In this research work, the mechanical properties of high-strength
self-compacting concrete (HSSCC) were studied. Three mixes were selected,
having compressive strengths of more than 70, 80, and 90 MPa, respectively.
For these three mixes, the stress–strain characteristics were
studied by casting cylinders. It was observed during the testing that
the binder content and water-to-binder ratio influence the strength
of HSSCC, and slow changes in stress–strain curves were seen
as the strength increased. The use of HSSCC results in reduced bond
cracking, leading to a more linear and steeper stress–strain
curve in the ascending branches as the strength of the concrete increases.

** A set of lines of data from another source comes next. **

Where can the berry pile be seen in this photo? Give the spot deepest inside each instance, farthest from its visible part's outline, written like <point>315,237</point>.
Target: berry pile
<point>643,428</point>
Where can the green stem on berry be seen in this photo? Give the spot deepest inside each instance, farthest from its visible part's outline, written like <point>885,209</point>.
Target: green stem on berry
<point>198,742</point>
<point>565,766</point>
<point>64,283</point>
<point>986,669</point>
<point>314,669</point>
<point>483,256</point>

Elastic properties such as modulus of elasticity and Poisson’s
ratio of HSSCC were calculated using experimental data. In HSSCC,
since the aggregate content is lower and the size of the aggregates
is smaller, it will have a lower modulus of elasticity compared to
normal vibrating concrete (NVC). Thus, an equation is proposed from
the experimental results for predicting the modulus of elasticity
of HSSCC. The results suggest that the proposed equation for predicting
the elastic modulus of HSSCC for strengths ranging from 70 to 90 MPa
is valid. It was also observed that the Poisson’s ratio values
for all three mixes of HSSCC were found to be lower than the typical
value for NVC, indicating a higher degree of stiffness.